A second emphasis of the volume is found in Part II with its examinations of individual questions of civil and business law as encountered in the Caucasus and Central Asian nations. Authored primarily by project scholarship recipients, the entries provide insight into the transformation process witnessed in the authors’ respective home legal systems and thereby stand as the foundation for the comprehensive introductory analysis.


The inquiries cover a wide range of legal fields. An analysis of Georgian property law written by Kurzynsky-Singer and Zarandia considers the reception of German property law in Georgia. Here, the German Civil Code served as the reference code in the formulation of the new Georgian Civil Code but a complete adoption of the legal institute was not undertaken. This means, for instance, the causal tradition system of the soviet era remains and good faith acquisition has only been partially approximated. The reception of German property law in Georgia is thus limited to the basic structures, a fact that significantly changes the character of the received rules.

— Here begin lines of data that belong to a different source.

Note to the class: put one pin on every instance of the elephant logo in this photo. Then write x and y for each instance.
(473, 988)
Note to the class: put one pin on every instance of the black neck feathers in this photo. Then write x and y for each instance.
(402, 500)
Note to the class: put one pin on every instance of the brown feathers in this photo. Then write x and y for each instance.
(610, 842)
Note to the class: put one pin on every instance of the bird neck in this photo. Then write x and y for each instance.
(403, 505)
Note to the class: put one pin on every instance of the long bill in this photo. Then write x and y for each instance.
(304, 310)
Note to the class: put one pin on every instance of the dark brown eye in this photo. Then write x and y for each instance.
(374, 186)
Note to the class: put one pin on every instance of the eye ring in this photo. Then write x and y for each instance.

A first comprehensive study of the new 2009 Georgian rules on arbitrability is undertaken in a contribution from Tsertsvadze. He explores the references to the New York Convention and the UNCITRAL Model Law and subjects Georgian arbitration practice to a comparative assessment in respect of standards found in established arbitration regimes.


In an article from another scholarship recipient from Georgia, Giorgishvili, considers Georgian consumer law and offers an intriguing look at the reception process in a legal area which is new to Georgia. She describes the parallels to the European regulations and gaps which simultaneously exist in the Georgian rules on consumer protection.

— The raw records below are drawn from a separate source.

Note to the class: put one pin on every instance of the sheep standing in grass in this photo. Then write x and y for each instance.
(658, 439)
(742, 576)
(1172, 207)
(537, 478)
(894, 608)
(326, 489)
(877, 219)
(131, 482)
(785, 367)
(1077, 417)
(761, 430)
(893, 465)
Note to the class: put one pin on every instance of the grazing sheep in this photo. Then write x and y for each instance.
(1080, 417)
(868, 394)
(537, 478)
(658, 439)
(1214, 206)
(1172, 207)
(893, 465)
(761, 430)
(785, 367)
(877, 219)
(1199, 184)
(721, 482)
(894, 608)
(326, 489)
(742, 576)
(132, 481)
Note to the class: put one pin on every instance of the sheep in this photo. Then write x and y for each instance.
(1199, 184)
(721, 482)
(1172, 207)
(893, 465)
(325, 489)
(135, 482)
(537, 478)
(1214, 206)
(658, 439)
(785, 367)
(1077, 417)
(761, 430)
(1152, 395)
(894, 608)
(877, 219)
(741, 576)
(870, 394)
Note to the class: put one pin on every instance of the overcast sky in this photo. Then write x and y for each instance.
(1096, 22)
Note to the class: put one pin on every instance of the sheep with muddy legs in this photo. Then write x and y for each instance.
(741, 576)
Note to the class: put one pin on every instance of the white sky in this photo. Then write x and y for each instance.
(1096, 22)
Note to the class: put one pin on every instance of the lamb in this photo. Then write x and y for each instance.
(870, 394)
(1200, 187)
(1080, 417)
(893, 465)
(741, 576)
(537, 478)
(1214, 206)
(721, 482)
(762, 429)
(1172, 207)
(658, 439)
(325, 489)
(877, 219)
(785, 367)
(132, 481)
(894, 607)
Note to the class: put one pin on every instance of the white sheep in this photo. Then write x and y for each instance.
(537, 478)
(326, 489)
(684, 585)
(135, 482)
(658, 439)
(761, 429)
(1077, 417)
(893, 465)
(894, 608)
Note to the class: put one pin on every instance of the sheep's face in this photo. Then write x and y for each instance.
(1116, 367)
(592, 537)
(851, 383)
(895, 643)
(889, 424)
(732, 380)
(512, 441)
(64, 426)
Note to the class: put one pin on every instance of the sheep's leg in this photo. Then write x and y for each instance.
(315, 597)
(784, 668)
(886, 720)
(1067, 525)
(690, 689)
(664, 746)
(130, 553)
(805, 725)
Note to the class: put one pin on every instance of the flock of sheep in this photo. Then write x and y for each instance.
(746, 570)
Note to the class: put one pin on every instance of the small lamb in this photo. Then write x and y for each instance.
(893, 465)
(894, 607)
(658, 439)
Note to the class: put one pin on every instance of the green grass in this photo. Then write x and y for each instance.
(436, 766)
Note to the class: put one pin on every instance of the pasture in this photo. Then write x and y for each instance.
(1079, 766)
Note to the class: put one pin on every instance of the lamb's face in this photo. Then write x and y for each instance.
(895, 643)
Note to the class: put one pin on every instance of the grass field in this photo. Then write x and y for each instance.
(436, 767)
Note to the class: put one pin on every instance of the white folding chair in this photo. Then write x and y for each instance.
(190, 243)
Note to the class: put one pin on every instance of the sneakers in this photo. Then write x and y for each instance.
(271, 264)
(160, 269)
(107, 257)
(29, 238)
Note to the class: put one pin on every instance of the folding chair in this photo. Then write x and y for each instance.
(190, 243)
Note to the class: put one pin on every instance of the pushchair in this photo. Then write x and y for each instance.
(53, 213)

In an entry authored by a non-programme participant, Vashakidze reports on the codification of private international law in Georgia. He shows that while the provisions in this legal area are highly oriented on European law, they play a rather minor role in legal practice.

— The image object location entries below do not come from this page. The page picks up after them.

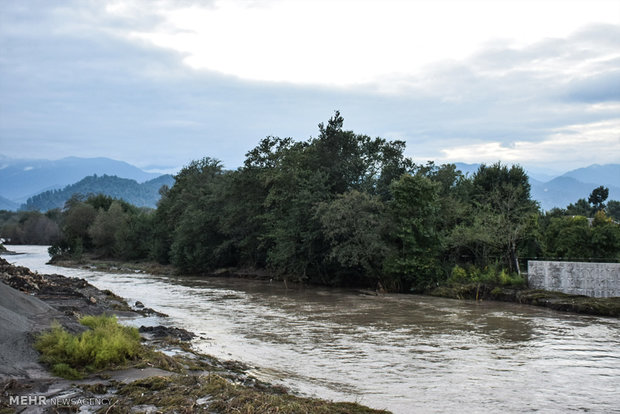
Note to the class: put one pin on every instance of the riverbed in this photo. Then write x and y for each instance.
(405, 353)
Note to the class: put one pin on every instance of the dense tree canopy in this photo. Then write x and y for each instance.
(345, 209)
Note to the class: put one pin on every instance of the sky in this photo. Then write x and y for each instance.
(158, 83)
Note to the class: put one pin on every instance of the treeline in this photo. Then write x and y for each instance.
(340, 209)
(141, 195)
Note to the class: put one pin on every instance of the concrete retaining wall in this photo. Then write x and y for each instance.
(599, 280)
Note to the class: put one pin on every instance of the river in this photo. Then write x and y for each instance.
(405, 353)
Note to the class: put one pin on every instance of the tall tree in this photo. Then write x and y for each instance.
(598, 196)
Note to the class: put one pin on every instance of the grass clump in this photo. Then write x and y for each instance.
(106, 344)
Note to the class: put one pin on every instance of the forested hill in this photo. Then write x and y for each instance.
(141, 195)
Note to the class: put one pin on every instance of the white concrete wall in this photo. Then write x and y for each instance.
(599, 280)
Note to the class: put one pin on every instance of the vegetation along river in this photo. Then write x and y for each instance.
(405, 353)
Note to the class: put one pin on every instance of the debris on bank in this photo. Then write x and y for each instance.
(167, 377)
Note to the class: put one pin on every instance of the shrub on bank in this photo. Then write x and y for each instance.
(104, 345)
(489, 275)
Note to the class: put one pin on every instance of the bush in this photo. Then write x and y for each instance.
(490, 275)
(106, 344)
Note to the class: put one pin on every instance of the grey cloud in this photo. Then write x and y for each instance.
(88, 92)
(596, 88)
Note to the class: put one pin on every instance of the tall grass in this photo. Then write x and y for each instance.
(104, 345)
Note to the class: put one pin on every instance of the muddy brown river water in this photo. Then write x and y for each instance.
(405, 353)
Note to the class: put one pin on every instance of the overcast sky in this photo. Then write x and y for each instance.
(160, 83)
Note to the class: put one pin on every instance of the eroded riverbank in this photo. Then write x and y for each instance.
(406, 353)
(167, 375)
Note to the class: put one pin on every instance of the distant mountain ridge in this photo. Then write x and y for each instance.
(570, 186)
(140, 195)
(22, 178)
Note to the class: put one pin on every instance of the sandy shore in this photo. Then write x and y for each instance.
(173, 378)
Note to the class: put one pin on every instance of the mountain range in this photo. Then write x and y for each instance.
(139, 194)
(23, 178)
(570, 186)
(44, 184)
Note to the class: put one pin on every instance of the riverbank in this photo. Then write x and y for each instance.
(171, 377)
(552, 300)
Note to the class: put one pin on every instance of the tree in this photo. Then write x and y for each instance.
(355, 224)
(414, 207)
(502, 216)
(107, 229)
(597, 197)
(581, 208)
(613, 210)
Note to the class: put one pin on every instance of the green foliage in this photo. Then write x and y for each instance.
(502, 218)
(613, 210)
(104, 345)
(414, 211)
(342, 208)
(490, 275)
(355, 224)
(597, 197)
(29, 227)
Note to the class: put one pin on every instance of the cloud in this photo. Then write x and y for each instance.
(569, 145)
(72, 82)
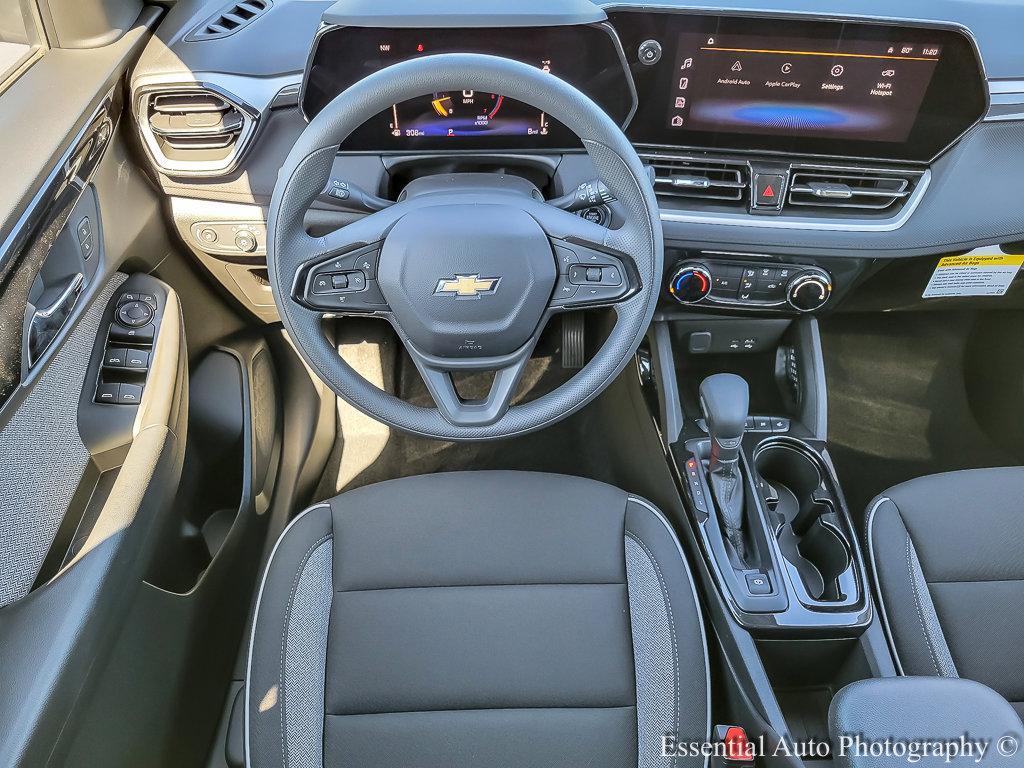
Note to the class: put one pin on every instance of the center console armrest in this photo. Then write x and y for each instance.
(937, 717)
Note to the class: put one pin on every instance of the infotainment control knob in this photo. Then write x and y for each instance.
(809, 290)
(690, 283)
(649, 52)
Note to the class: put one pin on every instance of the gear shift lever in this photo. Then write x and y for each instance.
(725, 399)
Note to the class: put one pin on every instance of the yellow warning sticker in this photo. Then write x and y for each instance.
(973, 274)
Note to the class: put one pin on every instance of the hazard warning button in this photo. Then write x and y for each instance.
(768, 189)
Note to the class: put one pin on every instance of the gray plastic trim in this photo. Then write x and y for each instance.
(805, 222)
(479, 13)
(193, 168)
(1006, 100)
(878, 587)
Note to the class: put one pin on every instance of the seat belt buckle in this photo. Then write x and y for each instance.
(732, 748)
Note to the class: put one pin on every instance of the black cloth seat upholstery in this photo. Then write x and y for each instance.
(947, 552)
(476, 619)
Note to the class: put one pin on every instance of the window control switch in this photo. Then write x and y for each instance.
(137, 359)
(107, 392)
(129, 394)
(115, 357)
(126, 335)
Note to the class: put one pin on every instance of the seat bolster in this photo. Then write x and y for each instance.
(308, 535)
(669, 643)
(906, 604)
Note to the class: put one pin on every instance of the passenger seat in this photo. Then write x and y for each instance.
(947, 553)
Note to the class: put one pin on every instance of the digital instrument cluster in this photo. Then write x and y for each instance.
(589, 56)
(690, 80)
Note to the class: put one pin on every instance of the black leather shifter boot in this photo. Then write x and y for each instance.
(725, 399)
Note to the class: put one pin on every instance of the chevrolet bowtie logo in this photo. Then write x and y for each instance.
(467, 286)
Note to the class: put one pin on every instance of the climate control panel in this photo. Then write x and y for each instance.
(750, 286)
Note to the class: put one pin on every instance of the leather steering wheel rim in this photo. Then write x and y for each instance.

The article by Pak considers as its central point Uzbekistan trademark law as relates to the topic of a likelihood of confusion. After having detailed the various categories of possible confusion, the author explains why trademarks in Uzbekistan enjoy a broader scope of protection than in the EU.


The second treatment of Uzbekistan law is performed by Djuraeva and is dedicated to the personal non-pecuniary rights of minors. She provides an account of the modernisation of Uzbekistani family law, based in part on the country’s 1992 ratification of the UN Convention on the Rights of the Child. In order to evaluate the protection of the rights of minors, she analyses the Uzbekistani Family Code of 1998 as well as a 2008 law guaranteeing the rights of minor children.


In her article, Dosmanova addresses the legal nature of contracts regarding the use of natural resources in Kazakhstan. Here, the native legal landscape is witness to a dispute as to whether these investments contracts (to which the state is a party) are properly characterised as private or public law contracts. Dosmanova comes to the conclusion that the contracts demonstrate a mixed nature and, consequently, in order to answer the qualification question, one must first have reference to the nature of the disputed rule.


Finally, Part III of the work presents three papers presented at the closing conference which provide further context for the topics considered in the volume. These include the lectures by Basedow on Georgia and the Europeanisation of private law, by Chanturia on civil law developments and trends in countries of the Caucasus and Central Asia, and by Usub on the development of civil law in Azerbaijan. An article summarising all of the papers presented at the conference as well as the ensuing discussions rounds out this final part of the volume.